A program loops until it finds a counter example for Fermat's last theorem, we know it will not halt, but a simulator could not, because the loop is conditional, and the variables never repeat.

Another program calculates a sum we know exists, but does so in an extremely inefficient manner, we know it will halt, but a simulator would need billions of years to figure that out.

The basic approach has a flaw, so how it handles your special case is not important to me personally.

Just my opinion.

Does anyone else want to chip in?
 
Here's my problem with detecting an infinite loop by simulation...

A program loops until it finds a counter example for Fermat's last theorem, we know it will not halt, but a simulator could not, because the loop is conditional, and the variables never repeat.

C:
int DD()
{
  int Halt_Status = HHH(DD);
  if (Halt_Status)
    HERE: goto HERE;
  return Halt_Status;
}
All of my work for the last twenty years has only dealt with
(programs / Turing Machine descriptions) that are isomorphic to the above example.
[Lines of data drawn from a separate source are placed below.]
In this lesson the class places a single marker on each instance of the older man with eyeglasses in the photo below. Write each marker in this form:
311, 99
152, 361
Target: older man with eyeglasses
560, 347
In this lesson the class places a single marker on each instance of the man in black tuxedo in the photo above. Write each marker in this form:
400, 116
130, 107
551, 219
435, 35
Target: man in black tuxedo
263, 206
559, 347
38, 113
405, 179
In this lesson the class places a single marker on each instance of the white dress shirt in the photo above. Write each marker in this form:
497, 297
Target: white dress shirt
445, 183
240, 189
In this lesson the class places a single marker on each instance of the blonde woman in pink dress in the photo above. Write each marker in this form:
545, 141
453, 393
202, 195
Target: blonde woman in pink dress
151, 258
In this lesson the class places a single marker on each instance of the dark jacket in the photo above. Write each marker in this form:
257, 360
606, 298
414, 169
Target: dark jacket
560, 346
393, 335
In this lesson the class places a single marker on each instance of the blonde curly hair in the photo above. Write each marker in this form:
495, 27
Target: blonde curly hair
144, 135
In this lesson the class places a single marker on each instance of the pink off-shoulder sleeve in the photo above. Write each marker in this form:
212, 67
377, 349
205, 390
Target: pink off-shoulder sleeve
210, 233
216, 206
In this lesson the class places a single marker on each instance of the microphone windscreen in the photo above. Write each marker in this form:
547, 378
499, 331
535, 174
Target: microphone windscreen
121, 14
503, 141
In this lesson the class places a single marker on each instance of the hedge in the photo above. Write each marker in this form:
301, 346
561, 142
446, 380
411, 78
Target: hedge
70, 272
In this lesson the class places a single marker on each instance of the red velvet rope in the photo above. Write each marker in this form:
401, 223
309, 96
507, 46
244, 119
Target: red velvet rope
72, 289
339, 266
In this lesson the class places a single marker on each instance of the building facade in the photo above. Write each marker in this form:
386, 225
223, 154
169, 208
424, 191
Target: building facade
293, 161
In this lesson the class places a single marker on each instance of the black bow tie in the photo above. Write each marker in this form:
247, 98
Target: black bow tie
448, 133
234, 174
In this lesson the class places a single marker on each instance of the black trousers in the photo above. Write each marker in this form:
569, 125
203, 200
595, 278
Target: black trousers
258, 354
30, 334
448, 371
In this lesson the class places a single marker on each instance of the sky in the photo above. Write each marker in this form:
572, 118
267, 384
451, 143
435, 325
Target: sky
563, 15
Just to show the scope of my work: (not appropriate for a C forum)
Here is the Peter Linz Turing Machine based Halting Problem proof.
https://www.liarparadox.org/Linz_Proof.pdf
It is essentially isomorphic to the above C code.

I am not solving the Halting Problem. I am refuting the conventional
proofs of the Halting Problem. By refuting all of the conventional
proofs the Halting Problem is no longer proven. This provides a key
basis for others to actually solve the Halting Problem.

The above code presents recursive simulation that is essentially the
same sort of thing as infinite recursion to any simulating termination
analyzer HHH that is based on an x86 emulator.
Termination analysis - Wikipedia

This is fully operational C code right here:
It depends on the x86utm operating system written in C++
and the libx86emu x86 emulator library written in C.
 
Last edited:
A program loops until it finds a counter example for Fermat's last theorem, we know it will not halt, but a simulator could not, because the loop is conditional, and the variables never repeat.

Another program calculates a sum we know exists, but does so in an extremely inefficient manner, we know it will halt, but a simulator would need billions of years to figure that out.
Those examples are not provably impossible. They are merely very difficult. The halting problem counter-example is framed to require a yes/no answer to a self-contradictory question.

Professor Hehner sums it up like this:
Can Carol correctly answer “no” to this (yes/no) question?
https://cs.toronto.edu/~hehner/OSS.pdf
Carol cannot correctly answer that question because for Carol it is a self-contradictory question.

Professor Hehner agrees with this verbatim summation of his paper:
"the halting problem cannot be solved because there is something wrong with it."